I noticed that most of the posts on this blog tend to have little editor's notes at the bottom. While that's all right once in a while, to do it all the time is pretty weak. I'll try to refrain in the future.

Not much news to report. I bought a fire extinguisher at K-Mart today, because I already told the insurance company I had one. I also told them there's a Renoir in my hallway. Shh.

Also went to a place around the corner called Flash Taco. Guess what they serve there. Bottom line: real cheap, real fast, real dull. I think it's because they used flour tortillas instead of corn tortillas, which actually have a taste to them. But I might have those confused. Whichever tortillas don't have a taste, those are the ones they use. It was less than delightful, but I'm not sure what I expected from a place with plasma screens showing Ricky Martin's latest greatest hits.

Last night we went to an event at the Museum of Contemporary Art called 'Bingo Tango.' It's exactly what you think. Emceed by a man who seemed to be a retired figure skater on speed auditioning for NPR, the bingo balls were called by Smokey from The Big Lebowski (you know, the guy who wouldn't mark it zero). We shared a table with an older woman named Tracy (Christie and Liz think her name was Tammy, but it was actually Tracy), and played bingo games "inspired by art pieces in the MCA collection" such as Wedge Bench. Riveting. There was also a game inspired by a painting of two dicks crossing each other and peeing simultaneously. I forget the title, but it had something to do with being completely inappropriate to look at during bingo. Anyway, in between games, a smoldering couple entertained us with their hot tango dance moves. Hence the name Bingo Tango. And there was a group lesson too. We chose to look at the art during the group lesson, thankfully.

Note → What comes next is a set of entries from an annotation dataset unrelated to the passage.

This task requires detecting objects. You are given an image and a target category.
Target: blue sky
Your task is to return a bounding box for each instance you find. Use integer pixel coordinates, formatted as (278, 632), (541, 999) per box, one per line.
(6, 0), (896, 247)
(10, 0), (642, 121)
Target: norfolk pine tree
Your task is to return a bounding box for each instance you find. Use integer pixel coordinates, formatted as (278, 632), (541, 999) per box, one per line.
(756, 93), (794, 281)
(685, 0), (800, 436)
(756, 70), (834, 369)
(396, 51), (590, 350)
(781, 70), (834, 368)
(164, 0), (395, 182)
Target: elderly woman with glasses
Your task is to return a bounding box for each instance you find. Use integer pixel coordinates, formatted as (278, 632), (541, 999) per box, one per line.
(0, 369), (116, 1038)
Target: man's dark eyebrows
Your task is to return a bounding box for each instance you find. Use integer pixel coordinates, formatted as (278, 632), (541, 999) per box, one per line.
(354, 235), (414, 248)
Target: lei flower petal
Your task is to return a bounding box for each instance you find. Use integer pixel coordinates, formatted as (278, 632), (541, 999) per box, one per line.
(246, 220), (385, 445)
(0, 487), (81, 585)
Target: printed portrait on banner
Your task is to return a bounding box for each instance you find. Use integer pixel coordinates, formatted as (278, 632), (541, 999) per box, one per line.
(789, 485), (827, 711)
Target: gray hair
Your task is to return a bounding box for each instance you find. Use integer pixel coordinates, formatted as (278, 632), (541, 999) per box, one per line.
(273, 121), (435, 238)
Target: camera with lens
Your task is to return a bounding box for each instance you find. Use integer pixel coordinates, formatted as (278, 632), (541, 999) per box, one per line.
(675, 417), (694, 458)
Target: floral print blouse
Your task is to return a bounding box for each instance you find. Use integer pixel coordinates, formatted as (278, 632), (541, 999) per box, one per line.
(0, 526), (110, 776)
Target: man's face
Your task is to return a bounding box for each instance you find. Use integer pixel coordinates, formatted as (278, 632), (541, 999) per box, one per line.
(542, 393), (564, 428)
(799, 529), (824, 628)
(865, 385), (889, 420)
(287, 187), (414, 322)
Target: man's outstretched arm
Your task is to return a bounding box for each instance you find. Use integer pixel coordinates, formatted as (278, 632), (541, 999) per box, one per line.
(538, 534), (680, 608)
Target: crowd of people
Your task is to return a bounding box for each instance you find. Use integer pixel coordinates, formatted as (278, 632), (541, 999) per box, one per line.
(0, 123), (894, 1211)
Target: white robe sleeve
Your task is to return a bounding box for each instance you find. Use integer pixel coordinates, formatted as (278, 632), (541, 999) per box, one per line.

Several bingo winners were actually told to tango before they could collect their prize (Brian Boitano's idea, obviously). One woman had taken lessons before, and she did not fail to impress. Several others were forced into extremely awkward moments, particularly the large woman who said she did not participate in the group lesson and did not want to dance in front of a hundred strangers. Once it became clear that she was on the verge of crying or punching Olympic gold-medalist Oksana Baiul, he relented and she got her prize. This host was not fun. He made me dread the idea of winning at bingo, and I'm sure I wasn't alone. He asked one "winner" named Assaf where his funny name came from, and when the answer was Israel, Tara Lipinski raised her arms in the air and spun, humming the theme from Fiddler on the Roof. In a Tim Watley-esque move, he claimed that it was OK to make jokes, since he's jewish himself. His last name is Pickleman or something, which we obviously found shocking.

Unfortunately for Liz, she won a game towards the end of the evening. Michelle Kwan was able to get her to reveal that we are new to Chicago from Washington, and I'd swear there were some hisses from the crowd as the ice princess described how evil our last home is. Liz was spared complete humiliation, thankfully, as Dorothy Hamill got distractedy by some shiny things and continued with the bingotango. Liz's prize, if you were wondering, was some sort of tiny plastic alien thingy. Maybe a pencil sharpener?

I know Bingo Tango at a museum might not sound like a thrilling way to spend a Tuesday night. Our friend Cams disappeared about halfway through, for example. But it was a nice, cheap (free) way to get out of the house and pretend to have some culture. Not too shabby.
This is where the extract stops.